Massive collective intelligence: behind the scenes of the partnership between Bluenove and Inria

0
Massive collective intelligence: behind the scenes of the partnership between Bluenove and Inria

Since 2014, bluenove has been supporting private and public companies and institutions in transforming their organization through major internal or external consultations. To achieve this, it operates its deliberative platform called Assembl. Two years ago, in 2019, the technology and consulting company specializing in massive collective intelligence partnered with the French National Institute for Research in Digital Science and Technology (Inria) to develop new algorithms to automate debate analysis. In 2021, bluenove announces the renewal of this partnership as part of its R&D strategy.

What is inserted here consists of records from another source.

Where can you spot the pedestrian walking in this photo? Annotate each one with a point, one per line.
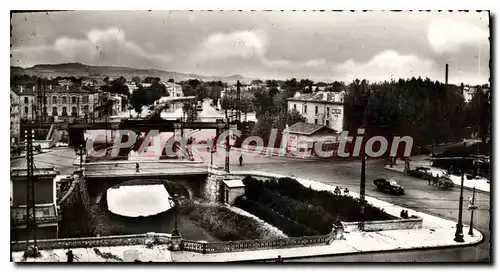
(70, 256)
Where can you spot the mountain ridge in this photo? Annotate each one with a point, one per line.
(78, 69)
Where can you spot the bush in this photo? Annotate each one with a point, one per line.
(289, 227)
(225, 224)
(287, 198)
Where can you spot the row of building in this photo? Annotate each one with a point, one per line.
(56, 104)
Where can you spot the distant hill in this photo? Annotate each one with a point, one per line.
(81, 70)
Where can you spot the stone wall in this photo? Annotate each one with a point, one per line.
(87, 242)
(398, 224)
(235, 246)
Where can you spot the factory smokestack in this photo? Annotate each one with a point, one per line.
(446, 76)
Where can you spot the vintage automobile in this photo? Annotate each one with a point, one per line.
(443, 181)
(389, 186)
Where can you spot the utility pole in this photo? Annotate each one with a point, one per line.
(80, 153)
(238, 101)
(226, 164)
(446, 76)
(472, 207)
(362, 190)
(459, 236)
(30, 195)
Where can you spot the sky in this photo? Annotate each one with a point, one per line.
(321, 46)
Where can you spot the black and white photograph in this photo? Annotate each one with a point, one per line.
(275, 136)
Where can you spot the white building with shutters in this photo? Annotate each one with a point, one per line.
(322, 108)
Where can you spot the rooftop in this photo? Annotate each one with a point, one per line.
(43, 214)
(22, 172)
(332, 97)
(233, 183)
(306, 128)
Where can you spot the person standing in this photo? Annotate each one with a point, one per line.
(70, 256)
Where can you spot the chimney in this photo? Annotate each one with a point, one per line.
(446, 76)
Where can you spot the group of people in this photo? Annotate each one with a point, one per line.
(404, 214)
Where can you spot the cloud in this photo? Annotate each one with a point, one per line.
(100, 46)
(386, 65)
(445, 35)
(244, 44)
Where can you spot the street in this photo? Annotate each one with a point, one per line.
(346, 173)
(419, 196)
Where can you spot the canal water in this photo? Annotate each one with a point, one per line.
(132, 209)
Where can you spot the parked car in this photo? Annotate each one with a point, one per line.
(389, 186)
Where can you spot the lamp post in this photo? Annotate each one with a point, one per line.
(472, 207)
(80, 152)
(174, 202)
(459, 236)
(211, 150)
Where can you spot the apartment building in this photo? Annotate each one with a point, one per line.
(321, 108)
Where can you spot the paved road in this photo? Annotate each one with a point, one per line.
(345, 173)
(419, 196)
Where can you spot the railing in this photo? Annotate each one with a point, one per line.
(234, 246)
(87, 242)
(187, 245)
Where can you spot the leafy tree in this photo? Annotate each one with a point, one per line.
(138, 99)
(137, 80)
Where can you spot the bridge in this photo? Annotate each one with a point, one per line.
(124, 170)
(101, 176)
(76, 131)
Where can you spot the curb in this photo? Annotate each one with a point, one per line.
(370, 251)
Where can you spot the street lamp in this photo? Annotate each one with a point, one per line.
(80, 152)
(459, 236)
(211, 150)
(174, 202)
(472, 207)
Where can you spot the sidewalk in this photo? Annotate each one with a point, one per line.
(480, 184)
(436, 232)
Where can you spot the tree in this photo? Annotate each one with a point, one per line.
(138, 99)
(105, 105)
(137, 80)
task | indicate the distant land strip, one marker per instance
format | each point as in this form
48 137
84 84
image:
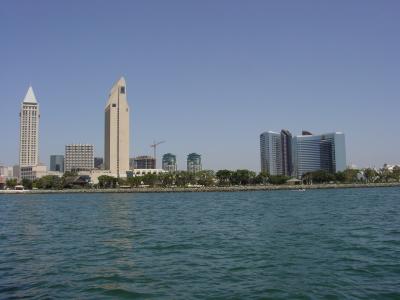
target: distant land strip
205 189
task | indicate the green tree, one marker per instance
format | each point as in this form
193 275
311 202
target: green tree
27 183
106 181
11 183
340 177
184 178
243 177
205 177
150 179
262 178
396 173
351 175
49 182
167 179
134 181
224 177
370 175
278 179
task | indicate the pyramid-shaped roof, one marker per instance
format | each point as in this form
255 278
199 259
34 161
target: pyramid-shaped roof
30 96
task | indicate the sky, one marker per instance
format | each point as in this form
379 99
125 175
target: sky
205 76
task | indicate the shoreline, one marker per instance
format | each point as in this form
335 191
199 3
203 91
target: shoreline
203 189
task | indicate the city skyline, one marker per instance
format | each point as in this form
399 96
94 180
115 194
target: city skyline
217 84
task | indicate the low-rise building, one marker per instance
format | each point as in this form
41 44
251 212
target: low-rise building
144 162
33 172
194 163
78 157
142 172
57 163
169 162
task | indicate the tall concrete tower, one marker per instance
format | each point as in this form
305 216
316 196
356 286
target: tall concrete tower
116 135
29 130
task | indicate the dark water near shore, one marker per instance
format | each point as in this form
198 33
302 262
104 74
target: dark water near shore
331 244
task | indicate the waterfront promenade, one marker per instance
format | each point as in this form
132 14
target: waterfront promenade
205 189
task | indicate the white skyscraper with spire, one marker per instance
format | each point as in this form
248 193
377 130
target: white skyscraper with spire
29 130
116 135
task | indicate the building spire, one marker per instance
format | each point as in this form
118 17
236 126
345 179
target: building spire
30 96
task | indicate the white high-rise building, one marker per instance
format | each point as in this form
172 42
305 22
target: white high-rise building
116 136
29 130
78 157
319 152
271 153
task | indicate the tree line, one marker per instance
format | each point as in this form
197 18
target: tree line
209 178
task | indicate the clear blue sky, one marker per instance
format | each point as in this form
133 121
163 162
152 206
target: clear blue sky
206 76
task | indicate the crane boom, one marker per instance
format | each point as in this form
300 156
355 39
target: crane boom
154 146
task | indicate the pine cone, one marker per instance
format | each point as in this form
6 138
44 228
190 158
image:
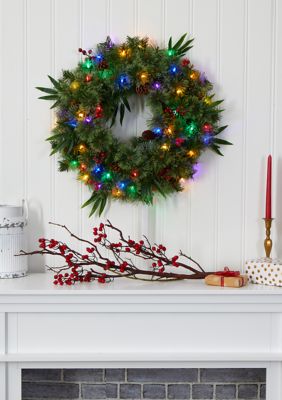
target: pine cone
103 65
148 135
142 89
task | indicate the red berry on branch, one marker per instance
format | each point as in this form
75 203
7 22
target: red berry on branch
185 62
134 174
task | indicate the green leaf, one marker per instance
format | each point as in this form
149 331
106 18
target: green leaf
63 166
216 103
54 136
49 97
55 83
170 43
46 90
222 141
121 113
216 149
125 102
221 129
55 104
89 201
114 116
56 148
158 186
179 42
95 206
102 205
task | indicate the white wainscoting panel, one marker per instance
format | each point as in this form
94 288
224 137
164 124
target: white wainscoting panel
218 217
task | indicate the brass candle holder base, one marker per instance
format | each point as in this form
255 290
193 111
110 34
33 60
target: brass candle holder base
268 241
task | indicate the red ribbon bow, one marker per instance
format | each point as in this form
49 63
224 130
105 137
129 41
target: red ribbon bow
226 273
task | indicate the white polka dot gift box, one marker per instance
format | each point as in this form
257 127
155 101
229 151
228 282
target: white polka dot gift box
265 271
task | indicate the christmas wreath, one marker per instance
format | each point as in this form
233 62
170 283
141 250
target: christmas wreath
88 99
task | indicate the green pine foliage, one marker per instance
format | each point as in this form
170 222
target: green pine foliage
97 94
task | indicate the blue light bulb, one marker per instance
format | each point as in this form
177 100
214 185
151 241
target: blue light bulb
98 58
97 170
122 184
174 69
72 123
157 131
124 81
207 139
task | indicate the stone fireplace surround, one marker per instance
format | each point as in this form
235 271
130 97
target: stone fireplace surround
144 383
136 325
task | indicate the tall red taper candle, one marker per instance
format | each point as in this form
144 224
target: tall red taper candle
268 188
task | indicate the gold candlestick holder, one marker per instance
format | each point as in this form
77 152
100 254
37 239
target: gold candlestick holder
268 241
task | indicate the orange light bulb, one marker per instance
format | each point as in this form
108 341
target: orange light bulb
85 178
165 146
191 153
180 91
81 148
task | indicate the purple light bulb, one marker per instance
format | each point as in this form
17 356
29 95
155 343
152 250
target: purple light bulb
157 85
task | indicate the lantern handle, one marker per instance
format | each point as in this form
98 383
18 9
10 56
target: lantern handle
25 209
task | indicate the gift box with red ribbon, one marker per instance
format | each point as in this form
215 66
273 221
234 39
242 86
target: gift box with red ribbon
226 278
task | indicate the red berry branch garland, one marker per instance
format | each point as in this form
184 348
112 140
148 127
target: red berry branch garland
104 266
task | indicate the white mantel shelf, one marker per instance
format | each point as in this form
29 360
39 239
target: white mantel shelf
134 323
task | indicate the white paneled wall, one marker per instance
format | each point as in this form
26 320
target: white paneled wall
238 43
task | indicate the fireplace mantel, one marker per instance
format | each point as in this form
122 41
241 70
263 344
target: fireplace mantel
137 324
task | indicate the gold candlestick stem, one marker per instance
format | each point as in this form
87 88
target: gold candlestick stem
268 241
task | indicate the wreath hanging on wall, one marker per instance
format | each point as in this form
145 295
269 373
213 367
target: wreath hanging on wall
89 99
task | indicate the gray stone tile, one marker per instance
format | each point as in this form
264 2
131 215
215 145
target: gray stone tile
231 375
99 391
83 375
130 391
179 391
262 392
153 391
202 391
225 392
114 375
41 374
172 375
39 390
247 391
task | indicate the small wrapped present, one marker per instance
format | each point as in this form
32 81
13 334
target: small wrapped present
227 278
265 271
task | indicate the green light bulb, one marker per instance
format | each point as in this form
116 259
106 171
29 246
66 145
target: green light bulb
131 190
106 73
87 64
74 163
191 128
107 176
170 52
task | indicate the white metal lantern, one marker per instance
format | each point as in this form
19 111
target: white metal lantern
13 220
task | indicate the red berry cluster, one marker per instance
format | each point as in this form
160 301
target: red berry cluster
84 52
93 265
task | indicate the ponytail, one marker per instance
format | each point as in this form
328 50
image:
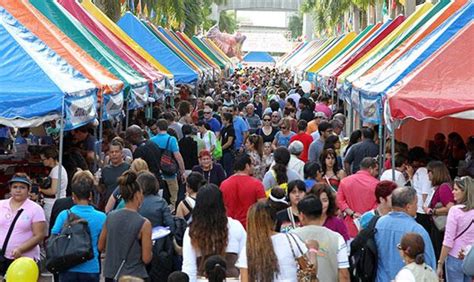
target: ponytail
128 185
420 258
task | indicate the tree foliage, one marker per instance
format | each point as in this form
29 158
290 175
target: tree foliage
295 25
177 14
327 14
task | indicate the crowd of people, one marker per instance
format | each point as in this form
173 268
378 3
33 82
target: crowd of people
248 175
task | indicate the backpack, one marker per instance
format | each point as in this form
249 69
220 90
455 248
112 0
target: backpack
168 163
363 257
283 186
71 247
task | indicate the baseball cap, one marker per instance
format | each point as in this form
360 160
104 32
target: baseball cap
319 114
296 147
20 179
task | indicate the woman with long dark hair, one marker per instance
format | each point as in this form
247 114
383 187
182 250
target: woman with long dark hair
288 219
279 174
194 181
268 255
412 249
211 233
127 246
332 174
329 215
267 131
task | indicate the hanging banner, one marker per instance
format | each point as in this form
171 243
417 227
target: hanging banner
138 97
80 111
113 105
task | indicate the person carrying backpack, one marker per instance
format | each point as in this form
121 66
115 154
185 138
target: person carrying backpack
390 229
171 162
82 192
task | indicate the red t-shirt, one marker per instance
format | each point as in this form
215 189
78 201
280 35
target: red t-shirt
306 139
240 192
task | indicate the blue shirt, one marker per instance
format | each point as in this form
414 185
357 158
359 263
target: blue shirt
390 230
240 126
161 139
96 220
214 124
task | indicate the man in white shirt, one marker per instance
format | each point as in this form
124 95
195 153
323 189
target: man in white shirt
333 261
421 183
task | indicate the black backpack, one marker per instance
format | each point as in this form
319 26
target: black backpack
363 256
71 247
168 164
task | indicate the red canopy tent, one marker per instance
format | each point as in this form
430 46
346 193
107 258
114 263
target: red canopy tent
438 96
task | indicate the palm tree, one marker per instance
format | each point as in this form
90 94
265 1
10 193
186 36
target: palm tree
327 14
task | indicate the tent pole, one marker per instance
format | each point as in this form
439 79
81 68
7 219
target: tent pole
392 141
61 151
127 116
381 148
101 131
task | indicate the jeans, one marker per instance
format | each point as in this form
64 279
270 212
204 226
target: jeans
454 272
173 189
78 277
227 162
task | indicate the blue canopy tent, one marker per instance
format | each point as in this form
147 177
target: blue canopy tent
36 84
258 57
143 36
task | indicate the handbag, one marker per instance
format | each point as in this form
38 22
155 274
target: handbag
5 262
71 247
440 220
306 271
122 264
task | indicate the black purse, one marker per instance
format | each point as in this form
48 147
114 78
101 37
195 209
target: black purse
5 262
71 247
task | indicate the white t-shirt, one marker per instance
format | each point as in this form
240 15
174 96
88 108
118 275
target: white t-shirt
399 177
422 184
209 139
237 240
286 261
54 174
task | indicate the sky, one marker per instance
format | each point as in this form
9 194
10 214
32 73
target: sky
273 19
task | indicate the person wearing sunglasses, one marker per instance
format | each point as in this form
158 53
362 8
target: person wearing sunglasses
29 229
412 248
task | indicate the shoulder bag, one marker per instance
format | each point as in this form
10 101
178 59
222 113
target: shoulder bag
168 163
71 247
5 262
122 264
306 271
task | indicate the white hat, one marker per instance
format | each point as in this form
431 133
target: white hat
296 147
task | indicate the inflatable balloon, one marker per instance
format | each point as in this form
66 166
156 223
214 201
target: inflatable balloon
306 86
22 270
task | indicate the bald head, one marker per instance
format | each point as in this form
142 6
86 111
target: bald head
134 134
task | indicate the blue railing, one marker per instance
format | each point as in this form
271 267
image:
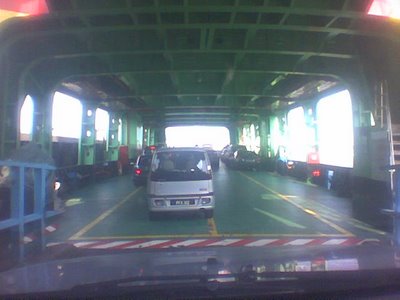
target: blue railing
26 180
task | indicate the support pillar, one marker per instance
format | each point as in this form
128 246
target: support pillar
113 144
88 135
42 121
265 147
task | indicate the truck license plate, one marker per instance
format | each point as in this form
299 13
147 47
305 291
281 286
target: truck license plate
182 202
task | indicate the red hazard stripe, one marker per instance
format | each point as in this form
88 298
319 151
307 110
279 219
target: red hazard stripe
128 244
204 243
193 243
165 244
279 242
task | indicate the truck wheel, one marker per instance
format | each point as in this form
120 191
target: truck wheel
209 214
153 216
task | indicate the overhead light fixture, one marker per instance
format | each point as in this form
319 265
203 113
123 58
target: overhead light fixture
277 80
385 8
22 8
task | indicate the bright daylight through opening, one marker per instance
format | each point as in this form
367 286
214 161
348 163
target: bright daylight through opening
190 136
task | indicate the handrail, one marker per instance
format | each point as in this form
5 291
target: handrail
21 192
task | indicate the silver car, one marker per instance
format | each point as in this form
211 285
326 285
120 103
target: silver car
180 180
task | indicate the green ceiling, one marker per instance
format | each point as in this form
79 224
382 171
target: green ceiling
215 56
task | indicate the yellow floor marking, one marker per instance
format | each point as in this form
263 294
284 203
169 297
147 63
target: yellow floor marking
102 216
207 235
329 223
280 219
212 227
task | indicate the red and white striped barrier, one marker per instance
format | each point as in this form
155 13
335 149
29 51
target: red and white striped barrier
219 242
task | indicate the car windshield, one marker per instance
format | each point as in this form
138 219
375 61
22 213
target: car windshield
145 160
180 166
198 144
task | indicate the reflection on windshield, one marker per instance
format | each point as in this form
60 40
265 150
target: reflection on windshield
180 166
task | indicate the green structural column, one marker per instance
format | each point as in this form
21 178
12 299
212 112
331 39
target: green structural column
265 149
234 133
159 135
134 134
88 136
42 121
113 144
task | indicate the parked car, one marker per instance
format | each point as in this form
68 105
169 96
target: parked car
228 152
245 160
213 155
180 180
141 169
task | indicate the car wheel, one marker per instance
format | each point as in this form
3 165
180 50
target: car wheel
209 214
153 216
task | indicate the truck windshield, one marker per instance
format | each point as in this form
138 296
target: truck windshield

For the occasion, Actu IA spoke with Frank Escoubès, co-founder of bluenove, and Éric de la Clergerie, researcher specializing in automatic language processing at Inria, who has just been appointed to the position of R&D director on automatic language processing at bluenove. Focus on the massive collective intelligence sector and on all the issues involved in the partnership with Inria, which would enable the company to take a step forward.

Massive collective intelligence

Massive collective intelligence is the ability to mobilize very large communities of people (of the order of several thousand, tens of thousands, hundreds of thousands, or even more) in order to collectively solve a complex problem. In concrete terms, this means co-developing a strategic plan, a technological roadmap, public policies, etc. These participatory processes are very often carried out internally (with all the employees of an organization), even if the trend is to open up the debates to external stakeholders (customers, industrial partners, etc.).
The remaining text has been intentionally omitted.